Main

Dolan doubts the lack of relation between phytoplankton diversity and zooplankton diversity in the world's oceans2. He argues that we compared apples with oranges, because our method to identify microzooplankton using simple morphological traits was limited to the genus level and hid microzooplankton diversity at the species level.

This argument applies not only to microzooplankton, but to many other taxonomic groups as well. Ecologists are often confronted with problems of species identity when estimating the diversity of organisms within poorly known groups. This is as true for studies of insects in tropical forests as it is for those of plankton in the oceans. Genetic studies of the taxonomy of small cyanobacteria3, of morphologically well established species of diatoms4, and of conspicuous organisms as large as the copepods5, have all revealed cryptic species. We therefore fully agree with Dolan that our simple methods will have underestimated the diversity at the species level.

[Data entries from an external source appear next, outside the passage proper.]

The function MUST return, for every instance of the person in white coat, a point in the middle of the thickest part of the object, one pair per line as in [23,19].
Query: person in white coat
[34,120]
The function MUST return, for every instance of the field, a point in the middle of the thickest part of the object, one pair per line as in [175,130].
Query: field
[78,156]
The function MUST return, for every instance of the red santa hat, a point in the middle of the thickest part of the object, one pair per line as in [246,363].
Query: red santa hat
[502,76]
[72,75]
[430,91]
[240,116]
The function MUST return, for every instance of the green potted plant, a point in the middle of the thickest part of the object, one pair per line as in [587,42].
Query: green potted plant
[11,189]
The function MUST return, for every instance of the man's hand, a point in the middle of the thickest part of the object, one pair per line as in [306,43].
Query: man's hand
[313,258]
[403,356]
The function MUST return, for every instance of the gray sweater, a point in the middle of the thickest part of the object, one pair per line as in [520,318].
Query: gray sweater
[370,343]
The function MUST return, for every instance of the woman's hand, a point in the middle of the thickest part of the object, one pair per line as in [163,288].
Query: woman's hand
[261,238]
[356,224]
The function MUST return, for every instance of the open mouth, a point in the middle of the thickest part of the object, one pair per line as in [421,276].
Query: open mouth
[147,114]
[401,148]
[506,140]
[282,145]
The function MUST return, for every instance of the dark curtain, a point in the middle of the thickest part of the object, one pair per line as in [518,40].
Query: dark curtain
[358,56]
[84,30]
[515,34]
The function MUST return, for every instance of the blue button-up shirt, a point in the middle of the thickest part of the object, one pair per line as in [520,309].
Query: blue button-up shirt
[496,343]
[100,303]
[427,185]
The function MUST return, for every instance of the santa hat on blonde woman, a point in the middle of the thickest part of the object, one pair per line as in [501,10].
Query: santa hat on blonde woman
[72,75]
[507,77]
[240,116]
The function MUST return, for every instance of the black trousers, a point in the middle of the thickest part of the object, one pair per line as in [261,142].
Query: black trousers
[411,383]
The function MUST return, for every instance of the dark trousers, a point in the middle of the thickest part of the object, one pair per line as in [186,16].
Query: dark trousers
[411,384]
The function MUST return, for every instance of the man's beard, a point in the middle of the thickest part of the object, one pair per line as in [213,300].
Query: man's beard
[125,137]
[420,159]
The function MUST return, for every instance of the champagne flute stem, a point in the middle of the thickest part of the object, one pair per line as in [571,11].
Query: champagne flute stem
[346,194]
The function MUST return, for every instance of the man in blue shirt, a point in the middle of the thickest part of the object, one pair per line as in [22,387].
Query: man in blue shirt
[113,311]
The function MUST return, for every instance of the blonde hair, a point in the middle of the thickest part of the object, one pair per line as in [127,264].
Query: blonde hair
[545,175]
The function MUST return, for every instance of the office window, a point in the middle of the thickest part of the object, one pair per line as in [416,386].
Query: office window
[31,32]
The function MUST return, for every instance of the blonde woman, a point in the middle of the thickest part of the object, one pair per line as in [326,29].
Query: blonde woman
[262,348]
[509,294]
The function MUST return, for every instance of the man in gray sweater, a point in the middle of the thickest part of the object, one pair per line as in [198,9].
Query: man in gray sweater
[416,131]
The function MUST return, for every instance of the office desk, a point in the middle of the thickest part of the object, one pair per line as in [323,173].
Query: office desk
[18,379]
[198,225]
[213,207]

However, our metrics would have been biased only if we had compared diversity data obtained by different methods (for example, morphological diversity for phytoplankton compared with genetic diversity for zooplankton). We disagree with Dolan's critique that we used two different measures of diversity. Instead, to avoid bias, our biodiversity estimates of phytoplankton and zooplankton were both based on exactly the same methodology, using only simple morphological traits.

We suggest that the lack of a positive correlation between plant diversity and herbivore diversity in the oceans is real, and can be explained by the broad diet of most marine herbivores. In contrast to many specialized terrestrial herbivores (many insects, for example), most zooplankton species do not rely on their food having a specific taxonomic composition. In terrestrial systems with a tight association between species (such as insects and their host plants), even taxonomic lumping of the sort criticized by Dolan is likely to reveal a positive correlation between plant diversity and herbivore diversity at the level of genus or family. Indeed, a seminal work on plant–insect co-evolution in terrestrial systems focuses on the family and genus level6.

Perhaps, then, the observed lack of a relationship was an artefact because we did not distinguish enough morphospecies among the microzooplankton? In which case, the alternative hypothesis of an increase in microzooplankton diversity with phytoplankton diversity would predict a decrease in the variance of microzooplankton diversity. However, we found that the variance in microzooplankton diversity was not related to phytoplankton diversity either. Inspection of our data reveals that the lack of a relationship may not be due to an underestimation of microzooplankton diversity, but rather to a relatively high microzooplankton diversity in oligotrophic regions with relatively low phytoplankton diversity. Likewise, a high copepod diversity has been found in oligotrophic areas of the Atlantic Ocean7.

The advance of molecular genetic techniques in oceanographic research may resolve the issue. Information on the genetic diversity of marine phytoplankton and zooplankton could confirm our findings2 and spur further research8 in this direction.